Tuesday, April 7, 2009

April 7, 2009 @ 7:59am

It happened around 3:00pm, it dawned on me that I had not done my morning pages. I was so focused on sewing the buttons on this coat that I rarely wear but actually was a good coat for what I was wearing or in truth, what I was trying to hide. And then I call myself focused on preparing for this interview today. I was many places this morning, meandering over this and that but in reality, it is the morning rant that keeps me in alignment and I felt off kilter all day. Yet, I am here, I'm alive and feeling good. My spirits are high and I am grateful for a wonderful day.

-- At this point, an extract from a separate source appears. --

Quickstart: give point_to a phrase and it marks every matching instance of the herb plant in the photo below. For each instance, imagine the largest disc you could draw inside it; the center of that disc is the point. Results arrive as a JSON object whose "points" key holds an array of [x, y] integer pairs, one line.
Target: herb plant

I'm coming more and more into myself, more and more into a deeper understanding of who I am and what I want with my life. It became clear to me today that I don't want to sit on my behind for 8 hours a day, that's not going to work for me. I want to move around, do different things and I want to be on my feet, move this body of mine and get outside more. I'm feeling especially fat today which might be the impetus of this need for movement. Also, I'm really excited about spring although with fresh new snow on the ground, I remain helpful, I mean hopeful but maybe the word help is right By thinking spring, I am moving spring into being and it is this deeply rooted hope that helps spring want to come into full submission. What I enjoy most is the sun, the rays that fall upon this earth in symmetry and in sync with all that appears. I love it when the light of the sun makes the world seem open, simple and bright. I can only sing my favorite song, you are the sunshine of my life. I have this connection to the solar plexus of our timid universe, I bemoan her strength in the summer and beg for her presence in the winter. She is beholden to us yet it is merely an offer, effortless and divine.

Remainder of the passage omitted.